Und es war mir wie gestern, als eines Tages ein namenloser Mann kam, und die Metallschiene losschraubte, mit der ich seit dem Vorfall zusammengehalten worden war. Metall sei immer etwas wert, murmelte er dabei. Da der Leim über die Jahre auf dem Balkon brüchig geworden war, zerfiel ich nach der Entfernung der Schiene abermals in die beiden Teile, nicht splitternd wie an jenem Wendepunkt in meinem Leben, sondern kraftlos wie die Blätter von den Bäumen im Innenhof neben mich auf den Balkon geschwebt waren. Zu alledem kam noch, dass meine schweigsamen Geschwister, die seit Anbeginn mein Schicksal geteilt hatten, von diesem Mann mit einem kreischenden Werkzeug zerteilt wurden. War das Schmerz, was ich dabei empfand?

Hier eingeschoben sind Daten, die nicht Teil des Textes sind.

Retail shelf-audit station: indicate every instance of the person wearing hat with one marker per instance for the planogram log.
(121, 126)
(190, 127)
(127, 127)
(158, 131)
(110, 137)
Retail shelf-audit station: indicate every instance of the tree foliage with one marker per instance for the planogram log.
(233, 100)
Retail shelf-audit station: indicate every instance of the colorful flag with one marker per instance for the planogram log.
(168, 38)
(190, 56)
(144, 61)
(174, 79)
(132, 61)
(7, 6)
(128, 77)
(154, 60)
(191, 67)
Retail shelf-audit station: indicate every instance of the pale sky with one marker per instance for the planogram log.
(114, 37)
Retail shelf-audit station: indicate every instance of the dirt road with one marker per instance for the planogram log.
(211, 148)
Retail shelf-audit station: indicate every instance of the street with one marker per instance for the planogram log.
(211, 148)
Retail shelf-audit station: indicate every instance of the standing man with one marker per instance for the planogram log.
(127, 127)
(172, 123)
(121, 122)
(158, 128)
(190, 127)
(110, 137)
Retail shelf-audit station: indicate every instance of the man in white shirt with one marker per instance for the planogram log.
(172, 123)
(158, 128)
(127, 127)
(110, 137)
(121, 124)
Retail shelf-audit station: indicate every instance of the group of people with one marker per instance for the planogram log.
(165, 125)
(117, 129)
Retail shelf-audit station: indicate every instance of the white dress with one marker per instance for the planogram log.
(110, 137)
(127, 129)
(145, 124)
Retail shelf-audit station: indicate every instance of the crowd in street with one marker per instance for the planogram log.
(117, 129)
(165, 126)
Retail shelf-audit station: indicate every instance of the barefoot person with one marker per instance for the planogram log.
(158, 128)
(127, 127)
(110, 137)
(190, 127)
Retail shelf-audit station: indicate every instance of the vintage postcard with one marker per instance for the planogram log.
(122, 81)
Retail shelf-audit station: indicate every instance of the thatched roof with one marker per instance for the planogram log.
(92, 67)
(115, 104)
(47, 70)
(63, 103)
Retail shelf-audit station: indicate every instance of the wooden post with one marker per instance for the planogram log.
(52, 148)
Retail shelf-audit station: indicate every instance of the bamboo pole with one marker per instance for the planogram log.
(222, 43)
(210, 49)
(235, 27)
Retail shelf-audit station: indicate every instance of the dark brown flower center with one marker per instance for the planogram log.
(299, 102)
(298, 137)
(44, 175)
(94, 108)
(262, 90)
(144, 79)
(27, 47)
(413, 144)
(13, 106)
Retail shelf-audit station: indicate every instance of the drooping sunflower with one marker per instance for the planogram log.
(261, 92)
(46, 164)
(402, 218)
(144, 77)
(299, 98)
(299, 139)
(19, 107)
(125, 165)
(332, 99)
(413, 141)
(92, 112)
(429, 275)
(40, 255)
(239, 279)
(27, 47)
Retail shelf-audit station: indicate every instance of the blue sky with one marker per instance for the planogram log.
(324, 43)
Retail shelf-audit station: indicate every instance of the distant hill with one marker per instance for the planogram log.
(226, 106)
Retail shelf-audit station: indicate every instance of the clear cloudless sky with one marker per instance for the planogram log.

Meine beiden Teile, mein nun verdoppeltes Ich, das ich auch nach dem Vorfall stets als Eins betrachtet und erlebt hatte, kamen mit den geteilten Geschwistern gemeinsam in einer Kiste zu liegen, die mit zahlreichen anderen ähnlich großen, schweigsamen und Ich-losen Dingen aufgefüllt wurde. Da wir ganz zuunterst lagen, umfasste uns eine drückende Dunkelheit und starrende Stille. War das das Ende? Begann so die Ewigkeit, von der ich einmal reden gehört hatte. Das ewige Leben? Der Tod? Meine noch einmal aufflackernden Gedanken kreisten nur um uns beide, die wir Zwei waren und doch Eins.
Mehr im Traum als im Wachen spürte ich, dass wir mitsamt der Kiste transportiert wurden. Es war ein Rütteln und Poltern, wie damals auf dem Pferdewagen, als ich in die Wohnung M.s und F.s gebracht worden war. Danach ein Schaukeln. Ein Ruck. Stille.
Irgendwann Geräusche in der Nähe. Metallenes Klirren. Ein Rütteln. Allmählich wurde es heller. Die auf uns Liegenden wurden den Geräuschen nach aus der Kiste geholt. Wir hörten ein Knistern und Fauchen. Dann wurden meine Geschwister, meine armen, zersägten Geschwister, von einer klobigen Hand aus der Kiste genommen. Sie ergaben sich ihrem Schicksal, widerspruchslos wie all die Jahre. Zuletzt waren nur mehr wir beide in der Kiste. Noch ein Augenblick Hoffnung, Hoffnung auf Veränderung, Hoffnung auf einen Beginn. Hoffnung ohne Worte.
Eine schwielige Hand griff nach uns, keine kräftige wie die des Drechslers. Es war die müde Hand eines alten Mannes, der mein schmäleres Ich in einen heißen Ring an der Tür des Ofens schob und damit das Tor zu einer Hölle öffnete, wie sie W. vor undenklichen Zeiten in seinem Katechismus beschrieben fand.
Ich spürte die Hitze.
Mit einer raschen Bewegung schob mich die Hand des Mannes zu meinem anderen Ich in die zur Glut gewordenen Geschwister. „Brennt gut!“ sagte der alte Mann zu dem flackernden Schatten, der hinter ihm kauerte. Es war mir, als rauschte und brauste im flammenden Licht des angefachten Feuers der Wind aus einer Zeit vor meinem Leben.